Die Bedeutung von Daten in der digitalen Welt wird von der Öffentlichkeit unterschätzt, findet der Hamburger Datenschutz-Experte Johannes Caspar,. In seinem neuen Buch „Wir Datensklaven“ zeigt er, dass Datenprofile so wichtig sind wie im Frühkapitalismus Ölquellen und Goldminen. In der digitalen Moderne werde nicht mehr Arbeit ausgebeutet, sondern Datenmaterial von Menschen.
Datenprofile sind so wichtig wie früher Ölquellen
Es ist eine desillusionierende These, die Johannes Caspar entwirft: „Im digitalen Raum sind wir mittlerweile mit unseren Daten Sklaven und werden auch so behandelt“, schreibt der Jurist und Rechtsphilosoph.
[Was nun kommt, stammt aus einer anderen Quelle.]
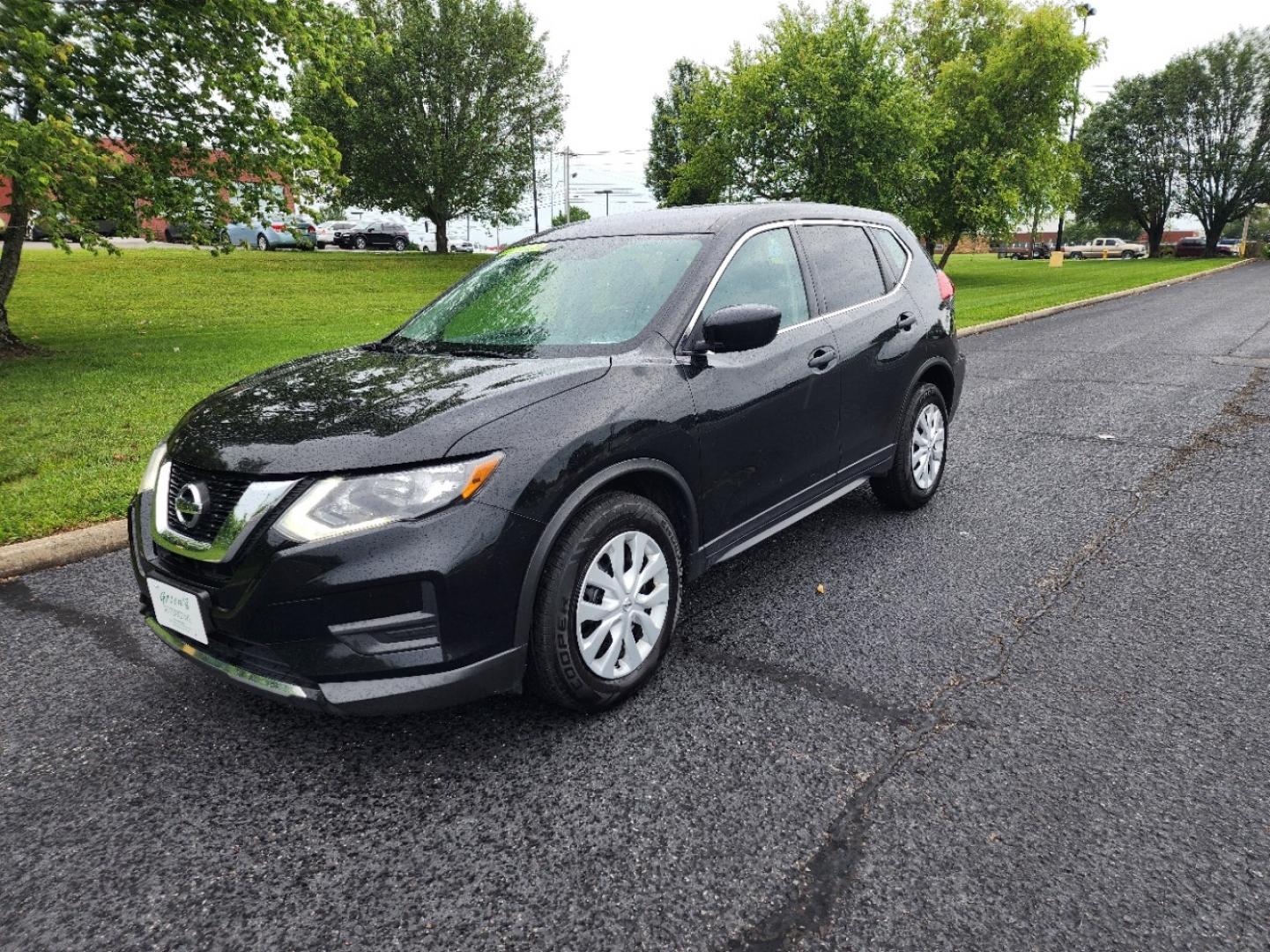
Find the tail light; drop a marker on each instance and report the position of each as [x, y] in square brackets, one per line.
[947, 287]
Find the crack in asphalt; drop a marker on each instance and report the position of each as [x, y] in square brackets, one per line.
[827, 874]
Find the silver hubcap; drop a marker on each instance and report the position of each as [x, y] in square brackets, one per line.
[622, 601]
[927, 446]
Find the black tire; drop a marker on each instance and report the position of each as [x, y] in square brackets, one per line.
[898, 488]
[556, 669]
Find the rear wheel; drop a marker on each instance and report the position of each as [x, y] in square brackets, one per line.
[920, 453]
[607, 604]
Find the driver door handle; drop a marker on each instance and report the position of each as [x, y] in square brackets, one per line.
[822, 359]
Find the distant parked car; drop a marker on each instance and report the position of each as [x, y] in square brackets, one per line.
[1189, 248]
[268, 235]
[1106, 248]
[328, 232]
[376, 234]
[103, 227]
[1025, 252]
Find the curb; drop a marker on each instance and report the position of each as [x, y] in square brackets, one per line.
[63, 548]
[1100, 299]
[78, 544]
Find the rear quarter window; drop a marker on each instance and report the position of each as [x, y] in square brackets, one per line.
[843, 264]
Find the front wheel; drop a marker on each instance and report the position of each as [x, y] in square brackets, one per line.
[607, 604]
[920, 453]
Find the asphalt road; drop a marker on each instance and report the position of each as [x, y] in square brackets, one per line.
[1030, 716]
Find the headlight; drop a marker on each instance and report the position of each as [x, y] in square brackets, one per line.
[342, 505]
[152, 476]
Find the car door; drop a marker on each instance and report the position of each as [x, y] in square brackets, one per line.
[877, 325]
[766, 420]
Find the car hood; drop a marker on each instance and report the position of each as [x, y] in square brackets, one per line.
[362, 408]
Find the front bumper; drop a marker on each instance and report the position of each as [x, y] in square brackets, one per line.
[383, 695]
[408, 617]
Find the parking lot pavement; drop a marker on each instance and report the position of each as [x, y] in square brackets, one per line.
[1025, 717]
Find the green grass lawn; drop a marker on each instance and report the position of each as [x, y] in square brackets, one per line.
[132, 342]
[991, 287]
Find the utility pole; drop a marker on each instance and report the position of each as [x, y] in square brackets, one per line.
[533, 180]
[568, 202]
[550, 184]
[1083, 11]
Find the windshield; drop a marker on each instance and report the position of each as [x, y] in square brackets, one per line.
[590, 291]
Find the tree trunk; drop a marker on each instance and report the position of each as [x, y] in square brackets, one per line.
[947, 250]
[1212, 235]
[14, 236]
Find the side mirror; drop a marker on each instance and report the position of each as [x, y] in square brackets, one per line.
[743, 327]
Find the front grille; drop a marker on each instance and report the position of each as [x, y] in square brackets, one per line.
[224, 491]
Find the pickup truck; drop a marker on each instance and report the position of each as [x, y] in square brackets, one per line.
[1106, 248]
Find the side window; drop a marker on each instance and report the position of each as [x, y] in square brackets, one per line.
[893, 249]
[763, 271]
[844, 266]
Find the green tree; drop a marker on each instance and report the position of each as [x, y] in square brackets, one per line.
[820, 112]
[130, 111]
[671, 146]
[575, 213]
[1226, 129]
[1133, 152]
[999, 79]
[449, 103]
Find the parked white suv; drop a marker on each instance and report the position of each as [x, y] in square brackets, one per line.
[1106, 248]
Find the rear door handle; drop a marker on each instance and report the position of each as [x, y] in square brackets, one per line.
[822, 357]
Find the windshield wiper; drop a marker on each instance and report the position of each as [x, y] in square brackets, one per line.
[477, 353]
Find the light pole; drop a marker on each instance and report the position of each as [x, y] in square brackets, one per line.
[1083, 11]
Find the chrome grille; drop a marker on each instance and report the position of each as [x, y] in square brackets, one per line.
[224, 491]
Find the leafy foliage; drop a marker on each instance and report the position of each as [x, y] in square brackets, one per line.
[576, 213]
[1224, 129]
[1132, 149]
[818, 111]
[999, 79]
[130, 111]
[449, 100]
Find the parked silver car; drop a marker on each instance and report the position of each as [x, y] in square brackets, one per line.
[267, 235]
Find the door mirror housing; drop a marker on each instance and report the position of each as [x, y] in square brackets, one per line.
[743, 327]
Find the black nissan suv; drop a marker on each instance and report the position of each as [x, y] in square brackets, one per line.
[515, 486]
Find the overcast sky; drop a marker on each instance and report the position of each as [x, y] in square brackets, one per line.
[620, 55]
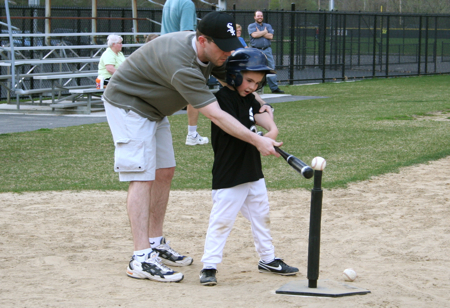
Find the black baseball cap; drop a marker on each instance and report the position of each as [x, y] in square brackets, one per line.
[221, 27]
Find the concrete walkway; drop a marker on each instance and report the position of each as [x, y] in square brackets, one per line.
[34, 117]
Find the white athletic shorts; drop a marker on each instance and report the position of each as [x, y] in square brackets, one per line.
[141, 145]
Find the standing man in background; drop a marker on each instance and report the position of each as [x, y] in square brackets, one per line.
[180, 15]
[261, 35]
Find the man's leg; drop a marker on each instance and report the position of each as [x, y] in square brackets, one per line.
[194, 138]
[159, 197]
[138, 207]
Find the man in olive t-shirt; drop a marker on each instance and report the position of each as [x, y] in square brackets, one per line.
[158, 79]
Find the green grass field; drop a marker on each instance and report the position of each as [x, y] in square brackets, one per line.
[362, 129]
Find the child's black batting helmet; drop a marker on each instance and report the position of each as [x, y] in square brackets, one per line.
[246, 59]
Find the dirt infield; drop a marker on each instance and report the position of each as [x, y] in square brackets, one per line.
[70, 249]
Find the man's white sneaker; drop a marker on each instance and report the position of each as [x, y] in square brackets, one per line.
[152, 269]
[196, 140]
[171, 257]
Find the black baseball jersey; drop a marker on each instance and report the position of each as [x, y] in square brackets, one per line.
[235, 161]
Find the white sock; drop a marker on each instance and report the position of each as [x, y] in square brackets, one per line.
[155, 241]
[141, 255]
[192, 130]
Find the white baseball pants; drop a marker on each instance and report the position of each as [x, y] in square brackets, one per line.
[249, 198]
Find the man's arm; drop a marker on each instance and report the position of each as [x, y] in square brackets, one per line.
[268, 36]
[233, 127]
[265, 121]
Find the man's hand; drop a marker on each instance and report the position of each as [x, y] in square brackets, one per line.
[266, 145]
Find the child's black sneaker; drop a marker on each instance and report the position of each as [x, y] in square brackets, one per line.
[277, 266]
[208, 277]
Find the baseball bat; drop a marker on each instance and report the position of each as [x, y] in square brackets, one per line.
[296, 163]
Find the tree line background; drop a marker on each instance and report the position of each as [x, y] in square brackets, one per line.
[390, 6]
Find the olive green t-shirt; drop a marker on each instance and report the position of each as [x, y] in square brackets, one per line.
[162, 77]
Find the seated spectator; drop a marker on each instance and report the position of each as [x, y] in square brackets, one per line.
[111, 58]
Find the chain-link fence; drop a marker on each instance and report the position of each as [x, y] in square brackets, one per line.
[307, 46]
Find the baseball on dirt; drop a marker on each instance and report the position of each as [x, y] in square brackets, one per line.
[318, 163]
[349, 274]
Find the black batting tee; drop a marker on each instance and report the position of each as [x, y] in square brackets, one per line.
[235, 161]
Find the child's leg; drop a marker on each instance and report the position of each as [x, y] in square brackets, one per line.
[256, 210]
[226, 205]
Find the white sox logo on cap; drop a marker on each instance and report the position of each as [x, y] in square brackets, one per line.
[221, 28]
[230, 29]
Im Gespräch mit SWR2 nennt er diese Beobachtung „das Grundproblem unserer digitalen Moderne.“
Der ehemalige Beauftragte für Datenschutz und Informationsfreiheit in Hamburg prophezeit, dass die Welt künftig immer stärker von Daten angetrieben werde. „Datenprofile sind der Schlüssel zur Macht in allen Bereichen“, glaubt Caspar.
Den Begriff „Sklave“ benutze er in seinem Buch nicht als Provokation, sondern weil er eine Analogie sehe: „Menschen werden nicht mehr wie früher durch ihre Arbeit ausgebeutet. Sie werden künftig verarbeitet mit ihrer Personalität.“ Die Frage sei, was es aus Menschen mache, wenn sie wie Ölquellen oder Goldminen ausgebeutet werden.
Wer über Daten verfügt kann die Zukunft steuern
Auf die Frage, weshalb Daten in der digitalen Welt das alles bestimmende Gut sind, entgegnet Caspar: „Wer Daten hat, und wer die Programme hat, sie zu verarbeiten, hat die Möglichkeit, in die Zukunft zu blicken. Wer möchte nicht in die Zukunft blicken?“
Letztlich werde so sogar die Steuerung der Zukunft möglich, behauptet er.
Mitbestimmungsrechte der Nutzer*Innen als Gegenmodell
In seinem Buch „Wir Datensklaven – Wege aus der digitalen Ausbeutung“ zeigt Caspar aber auch eine Alternative auf: Er fordert auf, Plattformen zu schaffen, in denen Nutzerinnen und Nutzer ein Mitbestimmungsrecht haben – analog zur Arbeiternehmer-Mitbestimmung im bisherigen Sozialsystem.
„Mein Modell geht in die Richtung der Demokratisierung“, fasst Caspar seine Vorstellungen zusammen.
Moratorien reichen bei KI-Herausforderung nicht!
Bei der Regulierung von künstlicher Intelligenz (KI) ist der Experte skeptisch. Bisher sei die Politik auf die jüngsten Entwicklungen nicht eingegangen. Letztlich sei der Gesetzgeber gefordert. Das Problem ist aus Caspars Sicht: „Moratorien und Verzichtserklärungen reichen nur so weit, wie der Nachbar oder andere Staaten auch mitziehen.“
Johannes Caspar ist Honorarprofessor an der Universität Hamburg. Der Jurist war von 2009 bis 2021 Datenschutzbeauftragter der Freien und Hansestadt Hamburg. Seit 2023 ist er Vorsitzender im Beirat von Transparency International Deutschland.